I do not answer Elise and instead force myself to keep staring straight ahead. Even though my neck is stiff, my shoulders are tight, and my face is burning, I will not acknowledge her. I know if I do, she won’t stop.

It doesn’t help that something is tickling my left ear, and I want to scratch it. The seats in this theater are so close together that if I move an inch, I’ll practically be on Mr. Hottie’s lap. I can already feel his thigh pressed against mine, and while it’s warm and solid, it feels slightly uncomfortable to be so close to a stranger.
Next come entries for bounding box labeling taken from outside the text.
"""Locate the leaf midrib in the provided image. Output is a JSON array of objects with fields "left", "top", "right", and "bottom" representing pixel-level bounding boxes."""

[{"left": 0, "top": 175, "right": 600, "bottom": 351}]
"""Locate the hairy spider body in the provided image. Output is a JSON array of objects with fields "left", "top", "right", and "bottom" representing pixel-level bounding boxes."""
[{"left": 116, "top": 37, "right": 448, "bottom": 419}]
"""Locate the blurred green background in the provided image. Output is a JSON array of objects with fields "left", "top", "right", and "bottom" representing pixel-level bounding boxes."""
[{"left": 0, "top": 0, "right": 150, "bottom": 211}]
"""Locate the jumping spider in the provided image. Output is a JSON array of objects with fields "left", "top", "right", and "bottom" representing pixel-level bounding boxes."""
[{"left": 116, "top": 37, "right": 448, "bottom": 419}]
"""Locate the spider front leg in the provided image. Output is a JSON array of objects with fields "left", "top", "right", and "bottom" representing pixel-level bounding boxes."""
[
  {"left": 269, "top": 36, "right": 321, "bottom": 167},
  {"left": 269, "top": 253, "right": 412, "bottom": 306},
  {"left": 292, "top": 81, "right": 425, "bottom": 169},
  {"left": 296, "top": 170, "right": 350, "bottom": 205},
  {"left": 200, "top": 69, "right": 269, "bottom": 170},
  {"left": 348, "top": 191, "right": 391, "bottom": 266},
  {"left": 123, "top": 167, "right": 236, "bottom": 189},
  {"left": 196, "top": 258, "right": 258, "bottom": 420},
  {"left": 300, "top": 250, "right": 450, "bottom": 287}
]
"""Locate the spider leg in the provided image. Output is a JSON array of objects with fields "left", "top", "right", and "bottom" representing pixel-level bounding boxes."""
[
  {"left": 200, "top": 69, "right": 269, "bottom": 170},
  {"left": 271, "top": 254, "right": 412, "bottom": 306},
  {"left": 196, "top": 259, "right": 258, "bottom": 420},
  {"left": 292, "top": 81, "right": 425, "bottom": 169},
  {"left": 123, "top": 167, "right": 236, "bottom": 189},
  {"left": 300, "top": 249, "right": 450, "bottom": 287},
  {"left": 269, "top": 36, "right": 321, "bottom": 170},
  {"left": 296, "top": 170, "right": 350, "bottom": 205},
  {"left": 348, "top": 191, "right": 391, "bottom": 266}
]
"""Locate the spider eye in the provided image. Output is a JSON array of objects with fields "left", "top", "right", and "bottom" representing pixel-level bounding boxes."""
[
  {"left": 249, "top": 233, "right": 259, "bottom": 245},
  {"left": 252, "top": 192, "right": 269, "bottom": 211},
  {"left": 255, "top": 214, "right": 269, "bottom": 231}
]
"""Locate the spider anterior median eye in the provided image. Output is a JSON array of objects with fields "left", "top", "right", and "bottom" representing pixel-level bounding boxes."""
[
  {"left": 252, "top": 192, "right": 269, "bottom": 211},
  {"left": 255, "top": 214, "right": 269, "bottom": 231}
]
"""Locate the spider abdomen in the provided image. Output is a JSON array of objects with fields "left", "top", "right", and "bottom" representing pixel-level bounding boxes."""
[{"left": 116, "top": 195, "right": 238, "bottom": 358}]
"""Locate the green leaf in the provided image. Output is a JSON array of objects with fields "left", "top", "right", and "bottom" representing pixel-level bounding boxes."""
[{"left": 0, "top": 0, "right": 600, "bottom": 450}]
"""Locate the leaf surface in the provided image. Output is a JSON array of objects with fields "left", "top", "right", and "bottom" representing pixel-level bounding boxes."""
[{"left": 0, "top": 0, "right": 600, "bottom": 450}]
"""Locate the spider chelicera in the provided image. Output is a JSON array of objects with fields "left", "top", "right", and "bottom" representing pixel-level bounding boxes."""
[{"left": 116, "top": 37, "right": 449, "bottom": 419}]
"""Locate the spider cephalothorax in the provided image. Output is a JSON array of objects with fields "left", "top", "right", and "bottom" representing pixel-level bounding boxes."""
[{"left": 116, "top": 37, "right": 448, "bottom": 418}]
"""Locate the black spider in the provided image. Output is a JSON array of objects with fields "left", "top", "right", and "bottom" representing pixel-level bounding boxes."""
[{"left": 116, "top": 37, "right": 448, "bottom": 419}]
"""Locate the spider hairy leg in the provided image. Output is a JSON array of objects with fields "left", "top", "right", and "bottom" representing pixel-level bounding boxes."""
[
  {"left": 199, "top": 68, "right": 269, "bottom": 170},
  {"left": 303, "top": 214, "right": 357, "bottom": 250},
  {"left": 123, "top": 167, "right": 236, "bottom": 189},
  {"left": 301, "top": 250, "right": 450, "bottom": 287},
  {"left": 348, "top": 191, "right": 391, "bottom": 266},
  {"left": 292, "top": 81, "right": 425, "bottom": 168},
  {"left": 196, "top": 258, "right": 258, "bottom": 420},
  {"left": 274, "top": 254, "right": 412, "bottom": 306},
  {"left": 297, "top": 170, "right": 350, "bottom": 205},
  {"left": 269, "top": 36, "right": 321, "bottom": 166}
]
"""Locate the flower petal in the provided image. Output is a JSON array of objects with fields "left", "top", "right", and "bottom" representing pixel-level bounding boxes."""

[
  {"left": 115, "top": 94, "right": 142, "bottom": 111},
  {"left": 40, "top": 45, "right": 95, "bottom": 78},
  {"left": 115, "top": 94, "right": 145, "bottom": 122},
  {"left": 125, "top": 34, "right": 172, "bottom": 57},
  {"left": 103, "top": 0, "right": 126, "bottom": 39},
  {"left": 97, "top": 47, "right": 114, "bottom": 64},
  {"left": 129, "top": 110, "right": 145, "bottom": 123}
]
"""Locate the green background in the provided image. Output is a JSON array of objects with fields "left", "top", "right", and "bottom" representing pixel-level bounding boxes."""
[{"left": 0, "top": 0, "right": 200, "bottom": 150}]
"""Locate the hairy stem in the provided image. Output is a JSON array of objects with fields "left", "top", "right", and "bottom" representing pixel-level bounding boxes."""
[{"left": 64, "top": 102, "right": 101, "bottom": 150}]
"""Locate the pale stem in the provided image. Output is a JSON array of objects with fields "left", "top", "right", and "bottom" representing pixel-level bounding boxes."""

“I wonder if he’s single,” Elise continues even louder this time, and I cannot stop myself from turning to glare at her while simultaneously pressing my finger to my lips. “Hot, hot, hot.” She giggles, and I roll my eyes as I look back toward the stage. I don’t ask her how she can tell what he looks like because I don’t want to encourage her.

The room is dark and musty, and I’m struggling not to fall asleep. I suppress a yawn as I stare at the small stage filled with three actors dressed in garbage bags with leaves on their heads. Elise and I are in the audience of an off-off-Broadway play in which my best friend Lila has a starring role. I’m happy she got the role, but the play is awful. It’s opening night, and I can feel the hope that this play will be around for many years, seeping from my veins.